Pourquoi des personnes d'autres pays décident-elles de prendre la nationalité allemande, et comment vivent-elles leur nouvelle nationalité? Karolina Golimowska et Daniel Tkatch nous racontent leurs expériences.

Dans ce texte, je m'appelle K. Ne pas confondre avec Mme K., qui joue elle aussi un rôle important dans la procédure décrite ici. L'aigle fédéral et l'ours berlinois sont également importants, ce sont les deux autres visages de l'État allemand, aux côtés de Mme K. et Mme B. Ainsi que la question de pourquoi ces deux animaux tirent la langue.
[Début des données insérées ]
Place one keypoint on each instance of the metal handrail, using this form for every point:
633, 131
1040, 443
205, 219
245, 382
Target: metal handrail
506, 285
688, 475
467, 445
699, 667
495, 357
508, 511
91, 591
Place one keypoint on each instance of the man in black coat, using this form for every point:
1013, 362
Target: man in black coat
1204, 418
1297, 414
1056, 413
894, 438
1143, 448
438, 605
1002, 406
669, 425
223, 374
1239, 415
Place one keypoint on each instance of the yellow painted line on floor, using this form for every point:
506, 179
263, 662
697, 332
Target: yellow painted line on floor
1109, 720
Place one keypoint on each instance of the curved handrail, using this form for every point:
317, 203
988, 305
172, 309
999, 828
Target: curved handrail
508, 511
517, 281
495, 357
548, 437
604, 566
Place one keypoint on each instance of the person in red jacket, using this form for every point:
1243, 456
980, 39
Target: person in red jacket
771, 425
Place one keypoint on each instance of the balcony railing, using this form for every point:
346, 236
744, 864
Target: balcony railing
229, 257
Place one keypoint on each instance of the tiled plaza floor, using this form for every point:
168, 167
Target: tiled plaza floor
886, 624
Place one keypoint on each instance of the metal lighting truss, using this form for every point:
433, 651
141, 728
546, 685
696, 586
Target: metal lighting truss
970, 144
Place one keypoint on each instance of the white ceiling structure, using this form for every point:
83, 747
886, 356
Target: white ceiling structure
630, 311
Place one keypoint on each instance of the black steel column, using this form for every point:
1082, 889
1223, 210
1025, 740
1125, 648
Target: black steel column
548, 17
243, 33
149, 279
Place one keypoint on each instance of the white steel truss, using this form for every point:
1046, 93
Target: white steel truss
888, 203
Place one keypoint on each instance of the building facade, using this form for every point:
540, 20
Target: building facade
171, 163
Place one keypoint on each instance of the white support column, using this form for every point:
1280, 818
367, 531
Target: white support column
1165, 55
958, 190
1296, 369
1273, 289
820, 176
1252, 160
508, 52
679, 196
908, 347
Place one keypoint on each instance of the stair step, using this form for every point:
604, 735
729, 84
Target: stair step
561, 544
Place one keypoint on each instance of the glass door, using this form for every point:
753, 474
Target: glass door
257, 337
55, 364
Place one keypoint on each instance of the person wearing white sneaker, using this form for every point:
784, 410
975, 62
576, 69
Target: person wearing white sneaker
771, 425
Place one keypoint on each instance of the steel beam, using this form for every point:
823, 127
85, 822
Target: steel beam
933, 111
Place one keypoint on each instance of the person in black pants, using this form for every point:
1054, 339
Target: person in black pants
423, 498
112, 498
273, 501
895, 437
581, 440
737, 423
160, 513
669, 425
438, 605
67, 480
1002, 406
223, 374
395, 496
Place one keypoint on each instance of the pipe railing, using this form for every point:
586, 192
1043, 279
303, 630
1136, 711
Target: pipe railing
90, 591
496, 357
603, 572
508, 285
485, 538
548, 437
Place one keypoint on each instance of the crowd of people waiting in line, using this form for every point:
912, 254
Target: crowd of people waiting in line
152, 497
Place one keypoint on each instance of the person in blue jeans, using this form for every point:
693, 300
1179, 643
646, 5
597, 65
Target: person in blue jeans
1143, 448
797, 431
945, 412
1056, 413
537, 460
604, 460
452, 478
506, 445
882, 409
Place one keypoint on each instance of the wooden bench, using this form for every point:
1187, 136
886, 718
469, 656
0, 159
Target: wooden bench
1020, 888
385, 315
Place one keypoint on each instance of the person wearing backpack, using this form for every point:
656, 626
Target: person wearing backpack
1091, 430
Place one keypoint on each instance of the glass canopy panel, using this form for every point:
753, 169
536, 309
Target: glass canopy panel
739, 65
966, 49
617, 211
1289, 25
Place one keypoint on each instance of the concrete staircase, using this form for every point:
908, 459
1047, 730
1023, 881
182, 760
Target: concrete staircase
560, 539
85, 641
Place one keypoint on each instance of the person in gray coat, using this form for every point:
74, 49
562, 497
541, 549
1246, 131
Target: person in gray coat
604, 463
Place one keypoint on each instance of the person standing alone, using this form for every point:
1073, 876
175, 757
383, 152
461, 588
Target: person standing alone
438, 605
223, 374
Je suis originaire de Varsovie et mon nom de famille sonne polonais. Pas allemand, français ou que sais-je. Tout simplement polonais. Pour ceux qui ne s'y connaissent pas, slave ou même d'Europe de l'Est.
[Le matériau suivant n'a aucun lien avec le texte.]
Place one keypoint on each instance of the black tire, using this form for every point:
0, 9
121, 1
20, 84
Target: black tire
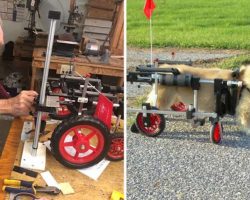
154, 129
101, 137
134, 128
216, 133
116, 150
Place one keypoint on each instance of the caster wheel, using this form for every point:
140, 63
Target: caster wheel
134, 128
216, 132
80, 142
116, 150
156, 126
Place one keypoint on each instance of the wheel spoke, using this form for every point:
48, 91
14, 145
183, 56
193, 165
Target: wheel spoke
76, 155
90, 135
92, 148
68, 144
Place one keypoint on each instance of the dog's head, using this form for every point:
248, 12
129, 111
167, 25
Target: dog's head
244, 75
243, 108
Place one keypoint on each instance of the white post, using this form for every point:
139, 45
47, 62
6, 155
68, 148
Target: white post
151, 37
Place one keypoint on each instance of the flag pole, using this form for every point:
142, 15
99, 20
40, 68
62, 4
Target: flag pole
151, 36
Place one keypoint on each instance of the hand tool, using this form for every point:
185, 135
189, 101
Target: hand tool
17, 186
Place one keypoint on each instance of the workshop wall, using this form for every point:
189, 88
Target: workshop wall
14, 29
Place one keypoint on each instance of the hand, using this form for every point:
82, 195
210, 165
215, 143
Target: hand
22, 104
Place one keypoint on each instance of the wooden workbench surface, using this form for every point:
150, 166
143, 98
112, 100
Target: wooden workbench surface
84, 187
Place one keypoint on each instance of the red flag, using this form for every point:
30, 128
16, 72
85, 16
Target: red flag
149, 8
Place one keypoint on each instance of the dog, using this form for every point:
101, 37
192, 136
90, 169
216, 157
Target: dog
168, 95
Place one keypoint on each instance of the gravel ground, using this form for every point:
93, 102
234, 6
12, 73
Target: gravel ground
181, 163
141, 56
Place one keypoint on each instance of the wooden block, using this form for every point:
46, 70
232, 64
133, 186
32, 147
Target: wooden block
98, 23
103, 4
96, 36
90, 29
100, 14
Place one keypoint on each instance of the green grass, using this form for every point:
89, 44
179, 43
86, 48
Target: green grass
232, 63
217, 24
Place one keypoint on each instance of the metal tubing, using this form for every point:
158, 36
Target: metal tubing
196, 100
84, 92
156, 85
167, 112
44, 82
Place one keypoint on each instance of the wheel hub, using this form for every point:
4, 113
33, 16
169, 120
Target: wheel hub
80, 143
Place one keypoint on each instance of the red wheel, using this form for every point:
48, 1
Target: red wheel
63, 112
154, 128
116, 150
216, 133
80, 142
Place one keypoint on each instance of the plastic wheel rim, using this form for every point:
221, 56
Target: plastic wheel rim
63, 111
155, 121
116, 148
81, 144
217, 133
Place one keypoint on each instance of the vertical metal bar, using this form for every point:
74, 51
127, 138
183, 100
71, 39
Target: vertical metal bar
156, 85
44, 83
84, 92
196, 100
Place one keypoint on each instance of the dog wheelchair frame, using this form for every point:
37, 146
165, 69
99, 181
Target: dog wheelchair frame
151, 121
82, 139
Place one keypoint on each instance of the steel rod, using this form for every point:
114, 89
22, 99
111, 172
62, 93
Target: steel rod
175, 113
44, 83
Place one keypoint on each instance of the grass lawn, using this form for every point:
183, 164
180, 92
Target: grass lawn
217, 24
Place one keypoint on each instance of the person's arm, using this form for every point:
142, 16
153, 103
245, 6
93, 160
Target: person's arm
20, 105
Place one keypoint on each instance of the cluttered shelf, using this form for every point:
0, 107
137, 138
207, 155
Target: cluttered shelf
83, 65
82, 187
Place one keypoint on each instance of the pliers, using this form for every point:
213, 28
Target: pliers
20, 186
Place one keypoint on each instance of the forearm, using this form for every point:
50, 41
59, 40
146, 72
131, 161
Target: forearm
5, 106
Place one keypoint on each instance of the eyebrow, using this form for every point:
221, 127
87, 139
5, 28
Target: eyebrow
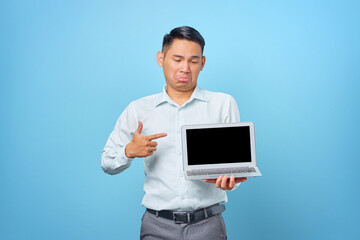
180, 56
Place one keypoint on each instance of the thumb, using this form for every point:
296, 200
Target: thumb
139, 129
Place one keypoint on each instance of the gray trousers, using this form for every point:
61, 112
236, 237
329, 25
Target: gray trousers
153, 227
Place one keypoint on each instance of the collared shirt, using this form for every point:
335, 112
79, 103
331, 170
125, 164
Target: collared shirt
165, 186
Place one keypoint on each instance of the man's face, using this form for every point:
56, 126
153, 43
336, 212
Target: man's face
181, 63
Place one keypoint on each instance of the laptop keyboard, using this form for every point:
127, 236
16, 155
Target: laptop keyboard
220, 171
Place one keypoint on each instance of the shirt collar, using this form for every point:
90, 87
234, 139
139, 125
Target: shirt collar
198, 94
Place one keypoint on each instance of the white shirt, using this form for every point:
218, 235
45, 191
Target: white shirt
165, 186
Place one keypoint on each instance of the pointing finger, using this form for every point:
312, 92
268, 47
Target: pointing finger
224, 182
156, 136
232, 182
218, 181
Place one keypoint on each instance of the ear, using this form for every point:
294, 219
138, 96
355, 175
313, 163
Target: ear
160, 58
203, 60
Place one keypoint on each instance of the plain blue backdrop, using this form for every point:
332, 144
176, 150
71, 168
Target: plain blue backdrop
69, 68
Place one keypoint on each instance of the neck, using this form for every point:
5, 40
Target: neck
179, 97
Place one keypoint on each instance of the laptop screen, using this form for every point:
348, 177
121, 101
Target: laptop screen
218, 145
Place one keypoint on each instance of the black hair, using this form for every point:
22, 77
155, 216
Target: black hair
184, 32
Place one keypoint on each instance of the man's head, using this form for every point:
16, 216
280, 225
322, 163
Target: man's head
182, 60
184, 32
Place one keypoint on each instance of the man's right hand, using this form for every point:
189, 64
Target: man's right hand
142, 146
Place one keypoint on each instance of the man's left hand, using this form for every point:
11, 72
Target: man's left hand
225, 182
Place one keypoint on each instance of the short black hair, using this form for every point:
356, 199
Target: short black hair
184, 32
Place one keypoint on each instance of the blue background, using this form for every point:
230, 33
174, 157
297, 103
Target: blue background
69, 68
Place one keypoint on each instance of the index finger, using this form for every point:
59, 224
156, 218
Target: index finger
156, 136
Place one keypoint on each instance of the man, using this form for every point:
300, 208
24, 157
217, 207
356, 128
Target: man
176, 208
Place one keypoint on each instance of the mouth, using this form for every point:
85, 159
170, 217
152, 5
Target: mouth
183, 79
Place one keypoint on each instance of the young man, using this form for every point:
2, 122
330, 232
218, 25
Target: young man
176, 208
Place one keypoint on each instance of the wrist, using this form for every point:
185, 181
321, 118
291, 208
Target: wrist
127, 152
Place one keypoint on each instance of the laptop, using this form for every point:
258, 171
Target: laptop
212, 150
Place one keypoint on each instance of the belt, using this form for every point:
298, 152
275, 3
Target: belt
189, 217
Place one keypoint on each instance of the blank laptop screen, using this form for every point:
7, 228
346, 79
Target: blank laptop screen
218, 145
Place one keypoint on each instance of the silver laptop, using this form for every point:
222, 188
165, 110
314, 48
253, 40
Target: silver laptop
211, 150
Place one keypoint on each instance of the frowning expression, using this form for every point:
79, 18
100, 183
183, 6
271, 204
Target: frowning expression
182, 62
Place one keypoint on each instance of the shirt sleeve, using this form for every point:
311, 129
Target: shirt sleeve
113, 158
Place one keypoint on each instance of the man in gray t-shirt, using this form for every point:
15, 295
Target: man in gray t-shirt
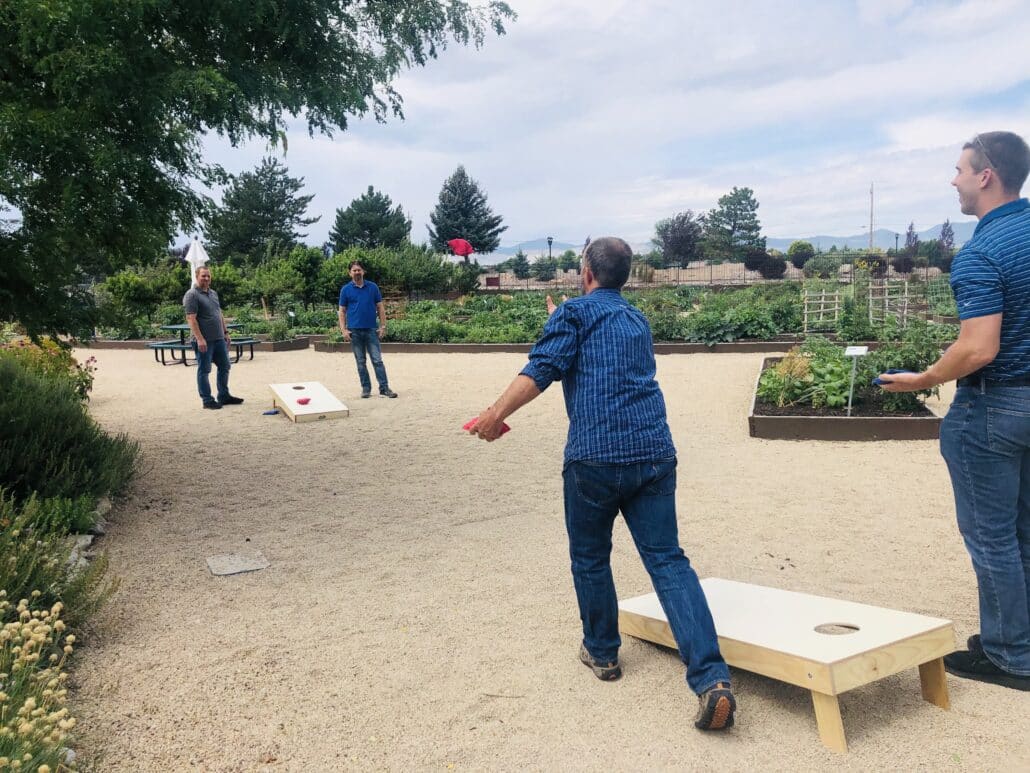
210, 339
Pour moi, la Pologne signifie la famille, le hareng salé et les pommes de terres chaudes. Le polonais est ma langue. La Pologne est le pays dans lequel je ne vis plus. Et cela depuis déjà neuf ans. La totalité de ma vie d'adulte se passe ailleurs, et surtout en Allemagne.

Des casques lourds, des CDs, Mein Kampf...

Pour moi, l'Allemagne c'est avant tout Berlin. C'est ici que j'ai étudié, c'est ici que j'ai obtenu une bourse d'étude pour aller à Londres, c'est ici que je suis revenue. C'est ici que je travaille pour obtenir mon doctorat, c'est ici que sont mes amis, c'est ici qu'est ma vie. Pour moi, Berlin signifie des plafonds en stuc, de grands parcs, des femmes qui ne s'épilent pas les jambes.

Berlin, c'est des manifestations dans les rues et des marchés aux puces, des contrastes Est-Ouest, les brunchs du dimanche matin et le Weißweinschorle (mélange de vin blanc et d'eau minérale gazeuse - ndt). Berlin, c'est le vélo, mon premier job, ma première paye, mon premier appartement. Berlin signifie aussi mes premières expériences en matière de discrimination et les regards pleins de critiques sur les Polonais « de l'extérieur ». Berlin, c'est de super boulangeries et un choix immense de yaourts dans les supermarchés.

Berlin et Varsovie sont reliés par un train, le Berlin-Warszawa-Express. Il fait l'aller-retour entre mon enfance et ma vie d'adulte trois fois par jour, sept jours sur sept.

À Berlin, les Polonais n'ont pas vraiment bonne réputation. Peut-être la frontière est-elle trop près et les ouvriers du bâtiment et femmes de ménages qui font l'aller-retour entre la Pologne et Berlin tous les jours trop nombreux. Les zones frontalières peuvent devenir des zones à problèmes pour ceux qui ne sont de nulle part : il n'y a rien entre la gauche et la droite, 60 kilomètres de large.

Beaucoup de mes amis berlinois ne sont jamais allés en Pologne. Ils associent ce pays à la Seconde Guerre Mondiale et tout un arsenal de thèmes très délicats dont les Allemands préfèrent ne pas parler. Certains d'entre eux ont juste traversé la frontière pour se rendre sur le « marché polonais »– j'ai dû leur demander de m'expliquer ce dont il s'agit. Là-bas, m'a dit Alexander, on peut acheter entre autre tous les objets (néo)nazis possibles et imaginables. Ce qui est strictement interdit en Allemagne est aligné sur des tables de tapissiers escamotables, là-bas, quelques centaines de mètres plus loin. Des t-shirts, des casques lourds, des CDs, Mein Kampf.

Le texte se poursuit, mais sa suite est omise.